For most mobile applications, push notifications are sent after some business logic is performed. Whether it’s a purchase on Jumia Food, new email notification on Gmail or confirmation for an Uber ride, almost all push notifications originate from the backend server/platform for the app then they are sent to the devices running the apps according to different parameters.

The most common method of handling these push notifications for Android, iOS and web is using Firebase cloud messaging. Firebase is a platform that enables faster app development with offerings that support analytics, storage and for this article, cloud messaging. From their website, “Firebase Cloud Messaging (FCM) is a cross-platform messaging solution that lets you reliably send messages at no cost.” The way FCM works is by installing libraries on the client-side where notifications/messages will be received (android for this set of walkthroughs), and also on backend environments from where to build, target and send these messages from. Tokens 'glue' both the client and backend/FCM together.

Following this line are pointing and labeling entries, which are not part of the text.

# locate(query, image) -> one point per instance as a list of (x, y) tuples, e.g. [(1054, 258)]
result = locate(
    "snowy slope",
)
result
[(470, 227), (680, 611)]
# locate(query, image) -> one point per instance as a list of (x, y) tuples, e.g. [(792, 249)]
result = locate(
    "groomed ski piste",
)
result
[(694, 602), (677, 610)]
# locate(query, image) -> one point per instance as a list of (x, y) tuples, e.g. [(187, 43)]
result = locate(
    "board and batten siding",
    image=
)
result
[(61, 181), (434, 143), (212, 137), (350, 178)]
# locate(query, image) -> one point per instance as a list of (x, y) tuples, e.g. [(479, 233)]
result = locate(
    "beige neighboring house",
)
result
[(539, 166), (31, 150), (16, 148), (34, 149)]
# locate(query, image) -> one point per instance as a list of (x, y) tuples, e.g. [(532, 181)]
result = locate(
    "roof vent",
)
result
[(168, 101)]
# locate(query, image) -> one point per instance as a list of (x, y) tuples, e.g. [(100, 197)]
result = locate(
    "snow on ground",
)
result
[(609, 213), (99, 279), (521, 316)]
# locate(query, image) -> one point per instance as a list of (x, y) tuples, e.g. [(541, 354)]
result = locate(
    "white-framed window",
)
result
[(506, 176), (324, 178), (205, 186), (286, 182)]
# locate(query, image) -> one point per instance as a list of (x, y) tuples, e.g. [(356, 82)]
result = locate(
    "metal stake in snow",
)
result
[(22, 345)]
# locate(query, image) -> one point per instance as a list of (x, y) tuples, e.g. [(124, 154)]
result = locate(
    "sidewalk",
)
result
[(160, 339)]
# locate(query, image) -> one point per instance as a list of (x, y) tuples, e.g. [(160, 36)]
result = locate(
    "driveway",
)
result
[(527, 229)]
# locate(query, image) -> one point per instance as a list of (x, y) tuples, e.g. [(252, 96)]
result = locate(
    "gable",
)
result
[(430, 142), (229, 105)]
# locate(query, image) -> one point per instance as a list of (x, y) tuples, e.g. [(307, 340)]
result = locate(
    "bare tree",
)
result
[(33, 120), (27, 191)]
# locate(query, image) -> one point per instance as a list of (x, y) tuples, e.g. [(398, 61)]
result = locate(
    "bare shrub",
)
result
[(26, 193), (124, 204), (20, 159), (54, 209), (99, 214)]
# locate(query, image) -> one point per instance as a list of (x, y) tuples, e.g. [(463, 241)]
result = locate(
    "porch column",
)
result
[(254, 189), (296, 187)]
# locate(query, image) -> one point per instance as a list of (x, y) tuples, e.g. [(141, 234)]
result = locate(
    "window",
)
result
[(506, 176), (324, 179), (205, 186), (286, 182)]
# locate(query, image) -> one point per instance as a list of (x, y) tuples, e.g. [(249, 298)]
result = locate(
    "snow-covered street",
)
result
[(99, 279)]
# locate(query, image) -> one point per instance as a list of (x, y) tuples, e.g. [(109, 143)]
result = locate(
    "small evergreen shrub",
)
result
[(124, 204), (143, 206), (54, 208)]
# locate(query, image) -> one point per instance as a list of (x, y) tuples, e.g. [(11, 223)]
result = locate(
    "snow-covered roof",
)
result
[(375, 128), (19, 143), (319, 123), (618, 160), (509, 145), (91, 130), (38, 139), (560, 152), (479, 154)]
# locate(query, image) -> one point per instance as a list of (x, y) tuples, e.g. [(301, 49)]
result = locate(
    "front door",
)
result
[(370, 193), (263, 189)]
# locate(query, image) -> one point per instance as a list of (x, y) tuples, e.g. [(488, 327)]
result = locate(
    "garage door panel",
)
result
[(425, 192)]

The system we shall be building in this article, part 2 and part 3 will be a simple android application with a spring boot backend that allows the following:

  • Account creation and automatic login from the android app -  At this point, we get the FCM token and store it in a database in the spring application.
  • Topic subscription via the topic screen (weather) - Here, we will use the android app to register/create topics, register device tokens to this topic and send messages to them. Only devices registered within a topic will receive these ‘topical’ notifications.
  • Topic un-subscription on the android app - A user can unsubscribe from a particular topic, and they will no longer receive notifications for it.
  • Message sending - On the android app, a user can send a simple message to another user provided that the user exists and their token is registered. The message will be routed through spring boot to FCM to the device.
  • Token refreshing - When a user uninstalls then re-installs the app or clears the app data, there will be a new token generated. With spring, we will handle removing the old token and saving the new one. Both for the user and for the topics the user is subscribed to.
  • As a bonus, we will also work on notifications muting on the android app to show how notifications work on both pre-Android 8 and Android 8 and above.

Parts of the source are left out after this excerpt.